Archaeological Photography and the Creation of Histories in Colonial India

Archaeological Photography and the Creation of Histories in Colonial India

Collection Archives

Although, the photographic documentation of India’s architectural topography had conclusively begun by the mid 1850's, it was pursued as a government-directed policy only after the formal establishment of the British Empire of India, and with it the British anxieties of retaining it. From the 1880's concerned efforts were made to make the ‘listing’ more systematic, and included plans to preserve and restore selected ‘Hindu’, ‘Buddhist’ and ‘Mahomedan’ buildings in, mainly, British India (Figures 9 & 10). This ‘archaeological’ work, however, suffered due to the inadequate political will of the Colonial government, which consistently failed to disburse adequate funds for the projects, and allowed the formal termination, in 1889, of the Archaeological Survey of India, the organisation that was to centralize and direct much of this work.

As we are all aware, it is not photographs themselves, but a collection of them that creates a portfolio of a documentary record. Hence, intrinsic to the official policies of documenting the architectural topography of British India was the provision for reference archives. The British Government forged the institutionalisation of such archives through a proposal in 1869 for collecting and archiving “photographs, drawings, plans, sections and other architectural drawings, models, moulds and casts” (Forbes Watson 1869, p. i). Formally submitted by John Forbes Watson, the Director of the India Museum, London, the proposal, Report by Dr Forbes Watson on the Illustration of the Archaic Architecture, &c., of India, drawn by Fergusson, Cunningham and Phillip Meadows Taylor, was essentially a recommendation of what to collect.

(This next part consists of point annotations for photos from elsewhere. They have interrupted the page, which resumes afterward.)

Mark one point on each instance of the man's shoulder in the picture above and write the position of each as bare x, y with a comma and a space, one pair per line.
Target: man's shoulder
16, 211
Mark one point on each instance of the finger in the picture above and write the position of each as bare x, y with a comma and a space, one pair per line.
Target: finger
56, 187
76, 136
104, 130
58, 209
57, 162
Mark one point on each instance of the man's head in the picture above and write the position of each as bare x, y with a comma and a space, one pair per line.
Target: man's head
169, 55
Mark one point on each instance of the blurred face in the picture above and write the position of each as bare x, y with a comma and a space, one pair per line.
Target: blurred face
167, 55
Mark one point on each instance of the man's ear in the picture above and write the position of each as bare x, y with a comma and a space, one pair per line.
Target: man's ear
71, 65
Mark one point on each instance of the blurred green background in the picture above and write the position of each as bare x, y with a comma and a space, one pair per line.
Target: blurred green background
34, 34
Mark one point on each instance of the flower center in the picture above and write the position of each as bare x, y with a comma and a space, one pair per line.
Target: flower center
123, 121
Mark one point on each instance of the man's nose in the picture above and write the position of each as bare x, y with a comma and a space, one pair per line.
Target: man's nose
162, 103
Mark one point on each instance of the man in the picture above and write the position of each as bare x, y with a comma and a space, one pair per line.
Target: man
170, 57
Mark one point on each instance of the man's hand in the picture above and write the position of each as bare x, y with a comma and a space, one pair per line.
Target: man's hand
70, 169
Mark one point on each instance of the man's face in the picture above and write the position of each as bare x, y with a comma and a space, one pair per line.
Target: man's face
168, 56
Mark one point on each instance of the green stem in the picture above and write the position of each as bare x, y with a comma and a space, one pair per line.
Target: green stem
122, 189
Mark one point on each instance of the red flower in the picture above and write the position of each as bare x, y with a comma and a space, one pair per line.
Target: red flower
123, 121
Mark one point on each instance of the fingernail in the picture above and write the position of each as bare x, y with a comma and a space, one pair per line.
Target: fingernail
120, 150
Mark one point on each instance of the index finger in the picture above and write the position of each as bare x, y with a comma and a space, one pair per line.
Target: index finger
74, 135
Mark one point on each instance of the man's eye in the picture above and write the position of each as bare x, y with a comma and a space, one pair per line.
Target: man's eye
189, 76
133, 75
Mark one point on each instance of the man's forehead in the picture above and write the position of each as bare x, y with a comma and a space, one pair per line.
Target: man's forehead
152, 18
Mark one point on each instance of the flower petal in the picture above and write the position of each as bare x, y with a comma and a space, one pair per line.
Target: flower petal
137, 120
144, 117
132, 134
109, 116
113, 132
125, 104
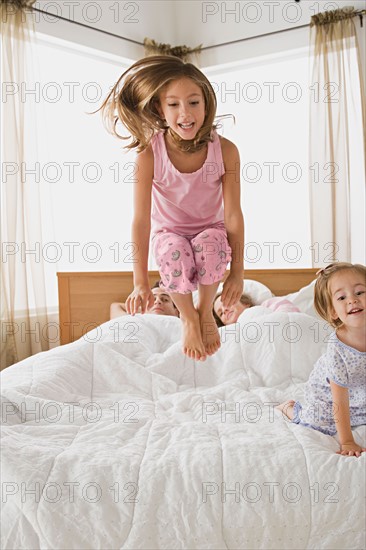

The intentions of the contributors were to build up duplicate collections of illustrative material on India, and as Forbes Watson enunciated––“copies of the whole of the photographs, plans, sections, &c., should be taken in duplicate, one set to be retained in India and the other forwarded to this country. The negatives … should in all cases be sent with the photographs to this Office” (ibid, p. 5). Secured firmly within the British metropolis, and parented through the institution of the India Office, this extensive collection of architectural photographs, prints and drawings at London facilitated various history-making enterprises on India, away from the country, its sites and its people.